Technically, of course, it is not within the Prime Minister's purview to prorogue Parliament, as he is required by law to make this request to the Governor General. The Governor General could refuse, but, as with all monarchical powers, usually does not exert her right to deny Prime Ministers' requests. Effectively then, the Prime Minister now wields power he was not intended to have. We have seen the abuses, thanks to Stephen Harper, that can occur when this power is granted to a Prime Minister. Therefore, it seems only sensible that this power should be taken away from the Prime Minister, and given to those who would stop such an abuse of power.
Jack Layton has proposed to give this power to the MPs in the House of Commons. Only if a majority of MPs were to agree to the suspension of Parliament would Parliament be prorogued. The intent is obviously to prevent Prime Ministers from succumbing to their undemocratic and partisan tendencies.
This is proposal is well-founded and is the right approach to take, but it is nevertheless not perfect. Due to the stringent, and some say excessive, party discipline in our parliamentary system, such a proposal does not negate the possibility of an abusive prorogation if the government in power has a majority. In that case, all that the government would have to do is to whip the vote, and it would obtain the prorogation it desires.
Hence, it is necessary to curb as much as possible the potential for party discipline to essentially reprovide the Prime Minister with his power to prorogue.

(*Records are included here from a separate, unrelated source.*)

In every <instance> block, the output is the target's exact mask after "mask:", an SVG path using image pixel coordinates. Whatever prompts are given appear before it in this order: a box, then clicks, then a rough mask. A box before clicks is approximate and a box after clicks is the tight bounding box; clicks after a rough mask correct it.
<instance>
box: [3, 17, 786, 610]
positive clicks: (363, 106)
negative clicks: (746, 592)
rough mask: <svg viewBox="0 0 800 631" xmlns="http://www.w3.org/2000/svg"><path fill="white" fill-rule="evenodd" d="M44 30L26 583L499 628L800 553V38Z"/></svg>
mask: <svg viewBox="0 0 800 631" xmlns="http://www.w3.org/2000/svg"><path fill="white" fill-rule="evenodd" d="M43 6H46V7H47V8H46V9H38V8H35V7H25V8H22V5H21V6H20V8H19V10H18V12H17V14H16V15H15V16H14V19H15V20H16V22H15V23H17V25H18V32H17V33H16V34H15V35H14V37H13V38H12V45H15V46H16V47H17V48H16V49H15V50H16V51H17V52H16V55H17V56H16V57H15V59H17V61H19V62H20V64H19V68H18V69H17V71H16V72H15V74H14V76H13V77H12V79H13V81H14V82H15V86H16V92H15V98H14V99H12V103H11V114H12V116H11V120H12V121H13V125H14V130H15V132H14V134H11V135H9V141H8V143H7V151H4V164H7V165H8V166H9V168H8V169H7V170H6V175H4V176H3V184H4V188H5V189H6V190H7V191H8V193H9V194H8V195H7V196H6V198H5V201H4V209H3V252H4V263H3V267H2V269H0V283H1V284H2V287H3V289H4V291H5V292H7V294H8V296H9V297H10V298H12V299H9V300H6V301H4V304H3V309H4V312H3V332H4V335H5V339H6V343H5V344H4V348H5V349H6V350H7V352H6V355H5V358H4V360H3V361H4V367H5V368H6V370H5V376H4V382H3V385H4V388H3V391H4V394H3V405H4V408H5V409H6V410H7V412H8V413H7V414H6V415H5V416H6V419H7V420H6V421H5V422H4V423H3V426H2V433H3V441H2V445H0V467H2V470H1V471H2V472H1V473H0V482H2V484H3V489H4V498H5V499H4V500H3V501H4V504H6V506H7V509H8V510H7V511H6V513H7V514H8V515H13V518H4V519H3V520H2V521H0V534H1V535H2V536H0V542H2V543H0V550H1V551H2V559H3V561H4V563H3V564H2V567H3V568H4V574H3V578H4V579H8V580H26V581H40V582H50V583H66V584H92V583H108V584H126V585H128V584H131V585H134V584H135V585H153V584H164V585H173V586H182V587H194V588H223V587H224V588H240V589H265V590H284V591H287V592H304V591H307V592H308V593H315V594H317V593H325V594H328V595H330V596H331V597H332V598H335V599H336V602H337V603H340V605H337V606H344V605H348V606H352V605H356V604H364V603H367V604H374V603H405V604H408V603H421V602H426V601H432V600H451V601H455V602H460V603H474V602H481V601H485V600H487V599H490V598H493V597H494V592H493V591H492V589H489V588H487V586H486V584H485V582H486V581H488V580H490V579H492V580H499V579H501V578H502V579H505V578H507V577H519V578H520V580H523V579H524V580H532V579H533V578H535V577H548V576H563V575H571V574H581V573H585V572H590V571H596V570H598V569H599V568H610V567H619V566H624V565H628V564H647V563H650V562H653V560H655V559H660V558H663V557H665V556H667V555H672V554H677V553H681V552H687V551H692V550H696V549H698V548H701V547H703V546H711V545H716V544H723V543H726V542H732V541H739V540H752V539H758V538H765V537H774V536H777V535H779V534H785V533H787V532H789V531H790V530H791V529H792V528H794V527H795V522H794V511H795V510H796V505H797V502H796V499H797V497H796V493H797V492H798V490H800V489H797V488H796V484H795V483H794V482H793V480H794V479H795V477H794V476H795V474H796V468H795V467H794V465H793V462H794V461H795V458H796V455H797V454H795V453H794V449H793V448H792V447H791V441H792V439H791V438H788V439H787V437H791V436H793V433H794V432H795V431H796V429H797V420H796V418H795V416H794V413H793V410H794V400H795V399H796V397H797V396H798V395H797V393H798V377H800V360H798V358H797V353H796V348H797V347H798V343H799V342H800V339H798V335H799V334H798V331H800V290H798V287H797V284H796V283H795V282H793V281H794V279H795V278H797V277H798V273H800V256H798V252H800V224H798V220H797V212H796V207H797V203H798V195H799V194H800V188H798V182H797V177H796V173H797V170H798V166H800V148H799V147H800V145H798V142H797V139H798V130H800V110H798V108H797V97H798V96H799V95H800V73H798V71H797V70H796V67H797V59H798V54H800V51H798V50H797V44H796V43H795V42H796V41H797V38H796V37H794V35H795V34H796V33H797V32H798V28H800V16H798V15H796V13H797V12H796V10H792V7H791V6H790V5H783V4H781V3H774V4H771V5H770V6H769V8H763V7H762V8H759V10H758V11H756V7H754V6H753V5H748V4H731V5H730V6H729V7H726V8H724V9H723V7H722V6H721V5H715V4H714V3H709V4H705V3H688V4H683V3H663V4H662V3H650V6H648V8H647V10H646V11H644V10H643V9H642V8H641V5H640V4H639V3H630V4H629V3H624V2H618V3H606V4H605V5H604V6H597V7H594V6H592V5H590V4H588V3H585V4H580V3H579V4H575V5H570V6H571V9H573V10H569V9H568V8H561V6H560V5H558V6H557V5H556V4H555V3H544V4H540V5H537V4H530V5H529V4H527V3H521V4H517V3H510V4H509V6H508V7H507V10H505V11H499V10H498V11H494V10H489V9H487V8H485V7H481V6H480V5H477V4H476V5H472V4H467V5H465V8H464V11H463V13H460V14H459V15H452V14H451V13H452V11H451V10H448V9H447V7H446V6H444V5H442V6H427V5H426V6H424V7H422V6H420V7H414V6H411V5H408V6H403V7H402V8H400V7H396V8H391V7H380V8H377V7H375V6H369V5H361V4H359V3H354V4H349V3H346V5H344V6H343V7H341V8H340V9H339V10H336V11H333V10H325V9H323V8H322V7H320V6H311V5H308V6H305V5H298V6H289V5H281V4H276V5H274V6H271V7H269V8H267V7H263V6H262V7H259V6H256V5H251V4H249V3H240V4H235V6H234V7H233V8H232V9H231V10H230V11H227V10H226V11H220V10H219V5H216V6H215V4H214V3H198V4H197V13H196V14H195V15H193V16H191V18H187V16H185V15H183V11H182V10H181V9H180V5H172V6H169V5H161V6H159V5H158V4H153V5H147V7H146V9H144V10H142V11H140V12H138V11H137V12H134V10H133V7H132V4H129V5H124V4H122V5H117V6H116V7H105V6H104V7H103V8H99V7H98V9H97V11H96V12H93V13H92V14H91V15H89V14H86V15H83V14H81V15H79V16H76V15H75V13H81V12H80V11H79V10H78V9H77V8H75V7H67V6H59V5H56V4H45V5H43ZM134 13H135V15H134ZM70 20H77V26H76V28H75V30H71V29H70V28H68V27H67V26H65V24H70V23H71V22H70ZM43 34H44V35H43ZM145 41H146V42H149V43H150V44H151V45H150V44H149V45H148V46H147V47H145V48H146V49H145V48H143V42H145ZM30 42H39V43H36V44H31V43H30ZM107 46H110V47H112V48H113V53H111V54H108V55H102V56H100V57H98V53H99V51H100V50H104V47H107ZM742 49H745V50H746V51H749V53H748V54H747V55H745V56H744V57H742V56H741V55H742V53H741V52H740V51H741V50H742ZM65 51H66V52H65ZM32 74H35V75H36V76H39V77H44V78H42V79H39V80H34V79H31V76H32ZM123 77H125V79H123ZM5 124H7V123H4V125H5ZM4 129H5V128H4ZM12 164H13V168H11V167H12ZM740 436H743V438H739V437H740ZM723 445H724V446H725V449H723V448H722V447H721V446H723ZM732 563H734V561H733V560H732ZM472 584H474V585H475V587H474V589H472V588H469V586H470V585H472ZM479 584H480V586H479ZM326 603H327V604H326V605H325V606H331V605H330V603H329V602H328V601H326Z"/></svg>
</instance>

One necessary measure would be to ensure that votes on whether or not to prorogue would not be allowed to be confidence votes.
The ideal would be to give the power to prorogue to an impartial observer, in theory the Governor General. But the Governor General is hampered by constitutional convention, and would potentially face outrage if she were to use her power to deny prorogation. With certain provisions however, it seems a vote of MPs is the closest we'll get to this ideal.